Dumas to the American Commissioners2
ALS: American Philosophical Society; AL (draft): Algemeen Rijksarchief
<The Hague, January 19[-24], 1779, in French: The only thing that happened at the Assembly of Holland was the reading of the ambassador’s latest memorandum.3 I met five times today with the French ambassador and as often with our friend. January 20: The pensionaries of Amsterdam have expressed to the ambassador their hope that the other Dutch towns will not be deprived of the favors Amsterdam enjoys. The representatives of the other towns treat the Amsterdam representatives with much respect and seek their intercession. The new French regulations will be promulgated on January 26 unless the king receives the response he requests.4 January 21: The admiralty extends the granting of convoys (although excluding ships’ timbers), but not until crews have been assigned; this is just playing for time. The assembly has delayed everything until tomorrow. The Grand Facteur asked me to report on what I learned. January 22: The Grand Pensionary proposes delaying the resolution on convoys until the 26th; Amsterdam objects and Haarlem proposes amendments.5 January 23: The terms are still being debated; a messenger has been sent to Paris to obtain a delay of a week.6 January 24: I send this via Rotterdam to confuse curious gossipers. [P.S.]: Amsterdam declares it will stand firm.>
2. Published in Taylor, Adams Papers, VII, 362–7.

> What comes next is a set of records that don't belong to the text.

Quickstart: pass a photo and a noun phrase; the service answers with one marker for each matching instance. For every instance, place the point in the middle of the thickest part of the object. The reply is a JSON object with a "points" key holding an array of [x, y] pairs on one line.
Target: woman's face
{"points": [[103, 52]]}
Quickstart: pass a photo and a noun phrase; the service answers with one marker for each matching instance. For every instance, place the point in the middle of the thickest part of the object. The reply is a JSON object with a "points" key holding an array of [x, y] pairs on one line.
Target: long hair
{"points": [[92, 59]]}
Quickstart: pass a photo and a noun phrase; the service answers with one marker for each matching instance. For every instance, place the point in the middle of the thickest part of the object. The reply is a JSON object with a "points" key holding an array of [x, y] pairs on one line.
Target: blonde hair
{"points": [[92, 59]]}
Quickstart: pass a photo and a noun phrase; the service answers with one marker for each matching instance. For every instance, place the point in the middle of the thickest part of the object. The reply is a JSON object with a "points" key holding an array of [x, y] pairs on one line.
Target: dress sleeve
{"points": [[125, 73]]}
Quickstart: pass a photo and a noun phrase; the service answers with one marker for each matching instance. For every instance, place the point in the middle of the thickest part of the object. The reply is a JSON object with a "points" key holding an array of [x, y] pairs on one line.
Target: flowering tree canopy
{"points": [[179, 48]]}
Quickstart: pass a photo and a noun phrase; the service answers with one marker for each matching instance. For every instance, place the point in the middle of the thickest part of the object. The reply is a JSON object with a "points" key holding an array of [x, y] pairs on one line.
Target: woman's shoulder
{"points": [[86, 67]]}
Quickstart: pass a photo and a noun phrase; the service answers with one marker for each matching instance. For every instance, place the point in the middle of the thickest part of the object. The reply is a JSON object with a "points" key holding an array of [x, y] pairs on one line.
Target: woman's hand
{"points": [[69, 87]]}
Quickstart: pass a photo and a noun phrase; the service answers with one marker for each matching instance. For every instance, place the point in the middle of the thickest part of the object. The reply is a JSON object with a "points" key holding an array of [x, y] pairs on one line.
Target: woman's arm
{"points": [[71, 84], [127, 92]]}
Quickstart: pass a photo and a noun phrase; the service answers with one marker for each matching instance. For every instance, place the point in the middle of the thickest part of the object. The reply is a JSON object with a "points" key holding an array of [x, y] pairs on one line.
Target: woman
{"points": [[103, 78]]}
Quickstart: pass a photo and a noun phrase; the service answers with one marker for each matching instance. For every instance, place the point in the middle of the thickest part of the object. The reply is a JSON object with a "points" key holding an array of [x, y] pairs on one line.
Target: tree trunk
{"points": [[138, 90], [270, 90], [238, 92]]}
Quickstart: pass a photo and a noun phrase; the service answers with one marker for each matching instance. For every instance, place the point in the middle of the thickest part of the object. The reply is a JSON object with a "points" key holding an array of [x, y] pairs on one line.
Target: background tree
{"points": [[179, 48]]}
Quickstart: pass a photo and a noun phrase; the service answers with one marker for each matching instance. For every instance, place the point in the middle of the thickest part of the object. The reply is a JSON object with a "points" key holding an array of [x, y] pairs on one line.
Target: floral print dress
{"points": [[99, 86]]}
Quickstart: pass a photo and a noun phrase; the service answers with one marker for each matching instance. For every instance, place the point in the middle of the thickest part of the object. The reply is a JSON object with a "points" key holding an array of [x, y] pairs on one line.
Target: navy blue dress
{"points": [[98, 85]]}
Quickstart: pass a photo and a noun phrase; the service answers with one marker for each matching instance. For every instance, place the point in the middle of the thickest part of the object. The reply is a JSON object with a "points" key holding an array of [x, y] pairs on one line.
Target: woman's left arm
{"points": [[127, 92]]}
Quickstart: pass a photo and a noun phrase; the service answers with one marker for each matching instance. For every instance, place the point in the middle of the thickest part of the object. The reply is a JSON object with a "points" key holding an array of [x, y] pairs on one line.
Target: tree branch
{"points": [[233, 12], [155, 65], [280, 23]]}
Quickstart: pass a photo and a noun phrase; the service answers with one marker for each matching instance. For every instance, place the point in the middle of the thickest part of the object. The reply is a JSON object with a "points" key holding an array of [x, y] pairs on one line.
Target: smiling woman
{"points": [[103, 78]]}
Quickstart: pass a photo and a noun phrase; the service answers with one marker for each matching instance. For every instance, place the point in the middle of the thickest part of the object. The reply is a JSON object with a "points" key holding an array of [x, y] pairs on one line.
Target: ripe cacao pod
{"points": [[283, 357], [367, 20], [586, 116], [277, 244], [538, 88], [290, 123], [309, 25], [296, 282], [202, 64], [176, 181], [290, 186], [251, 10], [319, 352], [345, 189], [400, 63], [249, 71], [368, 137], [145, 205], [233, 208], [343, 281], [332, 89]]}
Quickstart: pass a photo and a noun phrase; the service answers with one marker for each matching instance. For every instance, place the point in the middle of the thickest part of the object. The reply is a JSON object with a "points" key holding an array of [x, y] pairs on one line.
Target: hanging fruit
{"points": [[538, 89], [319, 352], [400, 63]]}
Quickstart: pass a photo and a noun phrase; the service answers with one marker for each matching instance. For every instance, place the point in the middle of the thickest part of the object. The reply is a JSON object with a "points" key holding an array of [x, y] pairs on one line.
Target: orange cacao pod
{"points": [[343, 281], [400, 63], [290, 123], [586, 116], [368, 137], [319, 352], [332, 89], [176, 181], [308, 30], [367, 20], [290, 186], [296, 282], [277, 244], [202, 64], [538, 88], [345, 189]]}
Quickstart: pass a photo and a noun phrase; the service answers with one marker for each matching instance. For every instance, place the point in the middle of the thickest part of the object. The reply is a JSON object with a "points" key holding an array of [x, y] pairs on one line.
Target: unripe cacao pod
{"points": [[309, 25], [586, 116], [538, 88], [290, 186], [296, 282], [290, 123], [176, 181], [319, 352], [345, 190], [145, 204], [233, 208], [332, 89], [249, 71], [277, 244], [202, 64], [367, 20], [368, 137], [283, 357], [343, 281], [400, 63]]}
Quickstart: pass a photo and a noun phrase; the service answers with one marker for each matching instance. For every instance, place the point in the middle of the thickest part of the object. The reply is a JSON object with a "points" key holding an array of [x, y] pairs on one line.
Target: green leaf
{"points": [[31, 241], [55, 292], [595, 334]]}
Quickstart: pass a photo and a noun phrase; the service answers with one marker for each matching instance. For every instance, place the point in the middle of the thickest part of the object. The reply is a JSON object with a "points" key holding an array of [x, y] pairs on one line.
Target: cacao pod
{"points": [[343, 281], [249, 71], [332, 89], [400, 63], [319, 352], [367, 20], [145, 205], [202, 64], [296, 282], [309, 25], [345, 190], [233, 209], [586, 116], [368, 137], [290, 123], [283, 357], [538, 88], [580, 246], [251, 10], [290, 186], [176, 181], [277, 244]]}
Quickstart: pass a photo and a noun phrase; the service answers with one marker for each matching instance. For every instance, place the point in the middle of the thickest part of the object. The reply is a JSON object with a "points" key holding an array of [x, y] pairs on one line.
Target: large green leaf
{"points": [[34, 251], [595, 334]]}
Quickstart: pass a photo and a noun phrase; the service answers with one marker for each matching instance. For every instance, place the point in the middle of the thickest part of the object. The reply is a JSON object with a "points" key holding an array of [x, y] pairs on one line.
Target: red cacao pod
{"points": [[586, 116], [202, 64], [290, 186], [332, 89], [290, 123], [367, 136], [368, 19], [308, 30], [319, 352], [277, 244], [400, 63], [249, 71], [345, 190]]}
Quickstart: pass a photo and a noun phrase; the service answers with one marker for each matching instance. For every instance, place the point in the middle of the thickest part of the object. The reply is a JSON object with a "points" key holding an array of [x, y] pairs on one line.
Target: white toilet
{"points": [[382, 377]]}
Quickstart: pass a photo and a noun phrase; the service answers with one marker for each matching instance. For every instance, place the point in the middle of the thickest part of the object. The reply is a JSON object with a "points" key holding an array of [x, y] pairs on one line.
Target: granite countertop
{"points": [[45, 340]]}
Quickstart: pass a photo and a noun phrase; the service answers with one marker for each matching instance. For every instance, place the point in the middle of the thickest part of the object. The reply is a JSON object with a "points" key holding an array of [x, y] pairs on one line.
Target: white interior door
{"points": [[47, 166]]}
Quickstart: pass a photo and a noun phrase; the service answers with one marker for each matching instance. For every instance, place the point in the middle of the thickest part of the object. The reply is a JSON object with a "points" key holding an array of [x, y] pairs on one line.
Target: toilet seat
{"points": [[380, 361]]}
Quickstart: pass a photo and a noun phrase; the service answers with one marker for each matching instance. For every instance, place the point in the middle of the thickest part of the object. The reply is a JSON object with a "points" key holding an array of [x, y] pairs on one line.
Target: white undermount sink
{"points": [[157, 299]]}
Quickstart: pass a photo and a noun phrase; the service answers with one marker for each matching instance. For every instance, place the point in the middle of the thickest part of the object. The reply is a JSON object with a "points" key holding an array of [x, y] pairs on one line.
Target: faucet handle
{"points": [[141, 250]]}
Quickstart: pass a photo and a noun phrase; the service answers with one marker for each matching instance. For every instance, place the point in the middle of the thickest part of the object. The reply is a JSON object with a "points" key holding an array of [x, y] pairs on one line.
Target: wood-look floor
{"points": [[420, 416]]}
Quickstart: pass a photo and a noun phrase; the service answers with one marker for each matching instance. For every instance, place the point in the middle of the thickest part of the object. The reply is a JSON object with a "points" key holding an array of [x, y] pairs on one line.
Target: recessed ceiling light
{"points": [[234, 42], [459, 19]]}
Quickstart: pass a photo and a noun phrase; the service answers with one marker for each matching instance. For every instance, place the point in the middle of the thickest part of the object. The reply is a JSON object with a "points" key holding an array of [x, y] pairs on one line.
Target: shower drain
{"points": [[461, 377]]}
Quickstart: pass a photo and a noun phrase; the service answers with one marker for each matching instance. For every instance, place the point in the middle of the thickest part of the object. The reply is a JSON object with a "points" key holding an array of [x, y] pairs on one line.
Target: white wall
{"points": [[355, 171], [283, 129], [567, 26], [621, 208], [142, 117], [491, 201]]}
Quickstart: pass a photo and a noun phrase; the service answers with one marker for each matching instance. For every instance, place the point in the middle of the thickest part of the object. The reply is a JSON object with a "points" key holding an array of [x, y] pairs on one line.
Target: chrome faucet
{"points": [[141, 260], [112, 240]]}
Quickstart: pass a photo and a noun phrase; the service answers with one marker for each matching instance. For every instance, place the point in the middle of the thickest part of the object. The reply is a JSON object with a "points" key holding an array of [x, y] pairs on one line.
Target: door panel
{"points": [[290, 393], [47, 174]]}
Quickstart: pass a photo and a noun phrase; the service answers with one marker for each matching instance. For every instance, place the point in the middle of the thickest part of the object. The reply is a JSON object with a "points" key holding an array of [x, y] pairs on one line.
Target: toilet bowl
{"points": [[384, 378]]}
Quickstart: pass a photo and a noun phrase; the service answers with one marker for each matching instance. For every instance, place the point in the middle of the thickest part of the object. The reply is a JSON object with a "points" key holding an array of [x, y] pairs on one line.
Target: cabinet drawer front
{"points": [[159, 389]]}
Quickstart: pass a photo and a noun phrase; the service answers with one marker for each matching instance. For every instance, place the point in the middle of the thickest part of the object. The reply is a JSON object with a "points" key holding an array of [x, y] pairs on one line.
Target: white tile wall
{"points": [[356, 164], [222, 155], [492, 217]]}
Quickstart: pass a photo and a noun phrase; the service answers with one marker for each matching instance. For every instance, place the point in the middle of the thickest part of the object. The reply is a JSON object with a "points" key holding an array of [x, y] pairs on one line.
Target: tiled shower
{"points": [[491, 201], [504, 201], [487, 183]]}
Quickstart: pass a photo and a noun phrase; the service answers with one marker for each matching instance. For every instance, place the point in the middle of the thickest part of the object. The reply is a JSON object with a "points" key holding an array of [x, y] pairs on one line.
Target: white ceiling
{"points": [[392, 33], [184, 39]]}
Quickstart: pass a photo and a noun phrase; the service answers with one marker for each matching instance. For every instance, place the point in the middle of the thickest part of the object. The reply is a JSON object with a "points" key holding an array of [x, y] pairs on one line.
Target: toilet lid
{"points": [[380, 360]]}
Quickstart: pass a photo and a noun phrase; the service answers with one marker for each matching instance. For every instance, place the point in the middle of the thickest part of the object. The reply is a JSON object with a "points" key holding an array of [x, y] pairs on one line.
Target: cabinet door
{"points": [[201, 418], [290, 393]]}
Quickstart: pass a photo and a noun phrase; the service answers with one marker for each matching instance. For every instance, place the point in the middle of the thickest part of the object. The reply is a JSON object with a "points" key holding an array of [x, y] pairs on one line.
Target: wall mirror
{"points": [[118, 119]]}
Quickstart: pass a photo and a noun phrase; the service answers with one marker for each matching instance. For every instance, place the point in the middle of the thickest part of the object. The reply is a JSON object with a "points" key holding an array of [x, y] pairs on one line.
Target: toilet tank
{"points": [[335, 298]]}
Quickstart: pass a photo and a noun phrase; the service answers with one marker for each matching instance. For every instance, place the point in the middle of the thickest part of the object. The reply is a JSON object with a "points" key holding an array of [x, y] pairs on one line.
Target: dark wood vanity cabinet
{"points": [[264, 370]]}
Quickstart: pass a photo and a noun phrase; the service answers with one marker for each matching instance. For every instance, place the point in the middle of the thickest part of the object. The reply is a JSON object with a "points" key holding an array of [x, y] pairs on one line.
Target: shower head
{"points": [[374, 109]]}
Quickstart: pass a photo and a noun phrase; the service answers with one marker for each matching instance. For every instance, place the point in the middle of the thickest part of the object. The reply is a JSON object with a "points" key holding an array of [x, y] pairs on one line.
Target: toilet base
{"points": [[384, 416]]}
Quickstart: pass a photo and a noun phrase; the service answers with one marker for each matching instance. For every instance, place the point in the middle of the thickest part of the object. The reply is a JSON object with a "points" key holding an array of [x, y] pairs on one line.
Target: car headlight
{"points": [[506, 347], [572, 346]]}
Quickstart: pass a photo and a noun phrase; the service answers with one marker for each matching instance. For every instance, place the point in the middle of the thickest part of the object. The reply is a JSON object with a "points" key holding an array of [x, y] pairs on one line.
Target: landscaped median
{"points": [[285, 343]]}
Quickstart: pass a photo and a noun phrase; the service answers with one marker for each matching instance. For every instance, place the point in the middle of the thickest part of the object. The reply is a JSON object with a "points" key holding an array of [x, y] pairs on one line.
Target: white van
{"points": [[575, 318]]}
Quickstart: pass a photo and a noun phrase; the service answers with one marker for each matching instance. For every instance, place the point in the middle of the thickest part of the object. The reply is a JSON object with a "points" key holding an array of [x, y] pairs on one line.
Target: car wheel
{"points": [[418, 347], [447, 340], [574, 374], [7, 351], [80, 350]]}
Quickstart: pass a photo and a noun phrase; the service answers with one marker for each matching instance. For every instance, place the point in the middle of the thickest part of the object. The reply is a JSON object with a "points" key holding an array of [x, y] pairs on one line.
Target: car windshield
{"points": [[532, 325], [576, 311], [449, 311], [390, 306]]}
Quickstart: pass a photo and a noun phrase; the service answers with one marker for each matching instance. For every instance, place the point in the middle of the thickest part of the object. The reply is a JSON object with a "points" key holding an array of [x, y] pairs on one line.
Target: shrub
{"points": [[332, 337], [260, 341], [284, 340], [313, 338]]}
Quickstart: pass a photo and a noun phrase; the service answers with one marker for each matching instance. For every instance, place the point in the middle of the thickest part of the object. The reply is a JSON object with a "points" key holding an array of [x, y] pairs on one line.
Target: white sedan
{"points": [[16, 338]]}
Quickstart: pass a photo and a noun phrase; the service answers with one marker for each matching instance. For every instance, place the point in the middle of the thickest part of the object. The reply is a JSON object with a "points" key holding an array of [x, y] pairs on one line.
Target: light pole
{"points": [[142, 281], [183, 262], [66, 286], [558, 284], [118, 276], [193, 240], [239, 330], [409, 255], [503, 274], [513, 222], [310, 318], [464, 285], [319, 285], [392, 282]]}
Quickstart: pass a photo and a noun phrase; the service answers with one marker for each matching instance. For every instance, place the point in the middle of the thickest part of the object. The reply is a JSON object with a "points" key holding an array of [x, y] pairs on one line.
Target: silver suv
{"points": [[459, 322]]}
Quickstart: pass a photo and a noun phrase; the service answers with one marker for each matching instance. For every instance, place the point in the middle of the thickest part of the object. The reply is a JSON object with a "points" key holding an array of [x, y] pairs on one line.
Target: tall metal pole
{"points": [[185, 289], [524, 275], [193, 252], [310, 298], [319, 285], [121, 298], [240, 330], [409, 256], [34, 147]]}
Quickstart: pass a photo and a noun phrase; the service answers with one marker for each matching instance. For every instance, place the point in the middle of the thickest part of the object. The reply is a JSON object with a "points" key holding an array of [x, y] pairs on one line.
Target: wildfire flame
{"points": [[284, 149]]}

3. See Dumas’ letter of Jan. 16–18.
4. The French regulations to go into effect on Jan. 26 are printed in the Annual Register for 1779, pp. 423–5.
5. Haarlem’s support for the French position eventually gained it the same privileges as Amsterdam and indicated France was winning support for its demand for unlimited convoys: Francis Piggot and G. W. T. Omond, Documentary History of the Armed Neutralities of 1780 and 1800 (London, 1919), pp. 109–10.
6. Extensions were granted by France, first to Feb. 8 and then to March 1: Taylor, Adams Papers, VII, 366–7n.